Why there is no need to be Worried About a WTO Brexit

Published: 09 October 2019

Why there is no need to be Worried About a WTO Brexit
Having operated a number of leading logistics businesses ranging from handling operations to large haulage companies within one of the major sea ports in the UK for over 30 years therefore dealing on a daily basis with imported products from all over the world, including the EU, as well as dealing with exports to Europe and other parts of the world, I can confidently predict that there will not be chaos on 1st November 2019 if the country end up on WTO terms with the EU and that the date and the weeks thereafter will pass almost unnoticed without any major upheaval.

A WTO deal with the EU will mean that the UK would have greater flexibility to set its own trade tariffs and government has now set out its plans on how it would take advantage of that opportunity.

Government has already stated that it will cut tariffs to zero on 87% of the goods it imports if the UK leaves the European Union on WTO rules which is fantastic for UK citizens.

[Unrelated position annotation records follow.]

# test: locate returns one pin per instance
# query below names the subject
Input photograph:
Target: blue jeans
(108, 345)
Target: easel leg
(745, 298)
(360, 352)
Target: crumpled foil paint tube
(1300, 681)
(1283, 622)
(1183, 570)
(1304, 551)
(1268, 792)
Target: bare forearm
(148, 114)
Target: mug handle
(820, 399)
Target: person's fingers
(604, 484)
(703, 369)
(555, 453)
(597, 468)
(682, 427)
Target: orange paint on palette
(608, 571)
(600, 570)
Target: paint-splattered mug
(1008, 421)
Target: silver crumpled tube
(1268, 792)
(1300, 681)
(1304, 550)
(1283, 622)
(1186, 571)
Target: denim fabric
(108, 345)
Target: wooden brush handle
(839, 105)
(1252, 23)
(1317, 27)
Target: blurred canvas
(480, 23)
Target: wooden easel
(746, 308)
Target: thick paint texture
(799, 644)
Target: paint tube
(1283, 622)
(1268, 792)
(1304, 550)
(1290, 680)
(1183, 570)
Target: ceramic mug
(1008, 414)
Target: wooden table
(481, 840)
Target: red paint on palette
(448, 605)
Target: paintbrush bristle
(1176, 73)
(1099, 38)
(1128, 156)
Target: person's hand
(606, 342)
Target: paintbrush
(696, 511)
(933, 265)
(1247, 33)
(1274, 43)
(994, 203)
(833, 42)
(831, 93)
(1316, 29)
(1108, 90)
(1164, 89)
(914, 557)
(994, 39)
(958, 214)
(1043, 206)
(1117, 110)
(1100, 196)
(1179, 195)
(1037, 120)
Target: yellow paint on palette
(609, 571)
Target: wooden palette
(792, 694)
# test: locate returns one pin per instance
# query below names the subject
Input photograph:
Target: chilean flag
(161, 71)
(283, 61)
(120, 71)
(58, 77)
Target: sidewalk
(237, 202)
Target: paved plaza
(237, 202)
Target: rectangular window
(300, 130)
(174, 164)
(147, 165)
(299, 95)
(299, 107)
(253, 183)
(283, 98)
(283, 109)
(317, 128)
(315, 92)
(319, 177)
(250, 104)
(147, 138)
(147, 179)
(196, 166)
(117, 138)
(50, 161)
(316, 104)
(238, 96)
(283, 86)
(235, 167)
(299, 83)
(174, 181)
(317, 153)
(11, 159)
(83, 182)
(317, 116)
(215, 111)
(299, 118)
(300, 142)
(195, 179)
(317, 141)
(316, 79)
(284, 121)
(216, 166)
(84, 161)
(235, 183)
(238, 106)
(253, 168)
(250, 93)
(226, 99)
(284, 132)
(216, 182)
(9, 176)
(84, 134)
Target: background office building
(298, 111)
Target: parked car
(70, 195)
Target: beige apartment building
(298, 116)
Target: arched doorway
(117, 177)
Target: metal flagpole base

Having had clients for many years who import product and various commodities from countries all over the world, if tariffs apply to particular products a simple online customs system is in place to work out in advance the final cost including any tariffs and VAT to the customer for that particular import. Even if a tariff is placed upon a commodity which was previously tariff free then it makes little difference to the individual cost of each item by the time it reaches the public.

Once GB leaves the EU on WTO terms then we immediately remove ourselves from having to get another 27 countries to agree to our view on which products require tariffs placed upon them and which do not. As a country the UK have traded with the rest of the world long before the EU was invented and will continue to do so in the future unencumbered and being in control of our own sovereignty.

The government may need to offer short term support to specific industries if the EU decided to place tariffs on certain products but as we know this is highly unlikely to happen due to the fact that we purchase considerably more goods from the EU that we sell to them.

As with any negotiations each side need to act as tough as possible in their negotiations however they both need to compromise to keep their industries moving. Following a successful exit on 31st Oct I expect some UK exports to be diverted to the home market and other destinations whilst some EU imports will be displaced by UK production and imports from third party countries which will be helped by a slightly weaker pound n the short term.

I don't see any reason to be worried about leaving the EU on WTO terms and having traded from within the heart of a major sea port for over three decades I feel that people need to be more positive and aware of the facts rather than listen to unrealistic scare mongering on News channels.